You might say 'but they don't want to make people less secure, people will get the wrong idea!' But they do this already, in ways that are much worse than allowing the user to make a security decision for themselves.
You can change a setting to prevent screenshots inside the Signal phone app, so you can't take screenshots. Your conversations are now secure, right? Nobody can take pictures of your disappearing messages! WRONG. You can turn on that feature and I can still take screenshots all day, including disappearing messages that you send to me.
Likewise, Signal can't tell if you're downloading pictures or copying text I send to you. You could be backing up everything - my only 'assurance' is that you probably aren't doing it because it's inconvenient.
You can change disappearing messages timer to anything you want! Great! But the change of timer is itself a message. So if we are arrested and police get into one person's Signal, they can see when disappearing messages were turned on and when the timer was lengthened or shortened. Sure, the messages disappeared, but what were you doing on August 23rd at 7:39pm that made you change the timer to 10 minute4s for 3 hours? We know where you were because of your phone's IMEI, I guess we will tell the court that you were trying to cover something up during those 3 hours and charge you with obstruction of justice.
I have asked them to change the latter behavior repeatedly, explaining why it could be a problem for users, and all I ever hear is 'good point, we'll look into it' even though there's no reason that information should be stored.
Your former examples are things that quite simply can’t be mitigated in any case. If you want to send a message to someone there is no way to prevent them from storing it in a way you control.
Your latter example is also a security concern they can’t address. A jurisdiction that allows a message about a settings change being used as a basis for obstruction of justice can rule the use of signal as the same (though I do agree that former is problematic on its face).
I dont know the ins and outs of the problems with backups, but it doesn’t take a phd in cryptography to envision a case where your settings about backups open all your contacts to automated dragnet surveillance. In that case it doesn’t make sense for a single user to downgrade everyone else’s security settings.
I'm not saying they can be mitigated, I'm saying that casual users have the illusion of security through settings that seem to mitigate security concerns, but don't.
The disappearing message timer history could absolutely be mitigated by simply not retaining that information or timestamping it.
If you could export/back up single conversations, you would have much more granularity than exporting or backing up your entire message database. Other people could also get a message that the conversation had been exported. there are lots of cases where you might want to do this by mutual agreement, but it isn't possible.
What I don't understand here (though admittedly I haven't been following the iOS discussions closely) is why backups are possible on Android but not on iOS?

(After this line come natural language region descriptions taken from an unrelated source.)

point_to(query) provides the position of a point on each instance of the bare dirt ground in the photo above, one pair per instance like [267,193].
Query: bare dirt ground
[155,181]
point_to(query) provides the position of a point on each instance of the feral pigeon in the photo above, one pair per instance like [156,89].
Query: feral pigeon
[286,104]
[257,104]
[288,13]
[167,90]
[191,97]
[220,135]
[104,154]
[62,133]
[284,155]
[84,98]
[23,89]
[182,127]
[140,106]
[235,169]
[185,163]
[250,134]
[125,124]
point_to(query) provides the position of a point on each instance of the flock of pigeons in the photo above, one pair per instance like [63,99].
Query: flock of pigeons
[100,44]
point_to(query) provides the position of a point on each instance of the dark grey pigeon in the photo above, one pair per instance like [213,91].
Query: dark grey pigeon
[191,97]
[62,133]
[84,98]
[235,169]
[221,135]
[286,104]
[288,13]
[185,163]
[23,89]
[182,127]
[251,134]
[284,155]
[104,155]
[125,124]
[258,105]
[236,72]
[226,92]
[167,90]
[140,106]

The backups on Android are near useless as well - they expect users to remember and save a massively long string of numbers (that are pre-generated, so they can't even choose a password they remember) and then they only do backup manually and onto device storage where it'll be gone together with everything else on the device if it breaks or dies.
Getting that backup off the device is yet another manual process for most users they need to think about.
Compare this to Telegram: user doesn't have to do anything.
Compare this to iMessage: user doesn't have to do anything.
Compare this to WhatsApp: user just needs to click agree.
The last two even save backups in an E2E encrypted fashion unreadable by servers.
As I understand it, iOS backups normally go to iCloud -- where they're stored encrypted but the keys are held by Apple (i.e. not end-to-end encrypted, and not a zero-knowledge system by any stretch). This makes iCloud-stored iOS backups susceptible to subpoena, malicious employees, and/or good-enough hackers.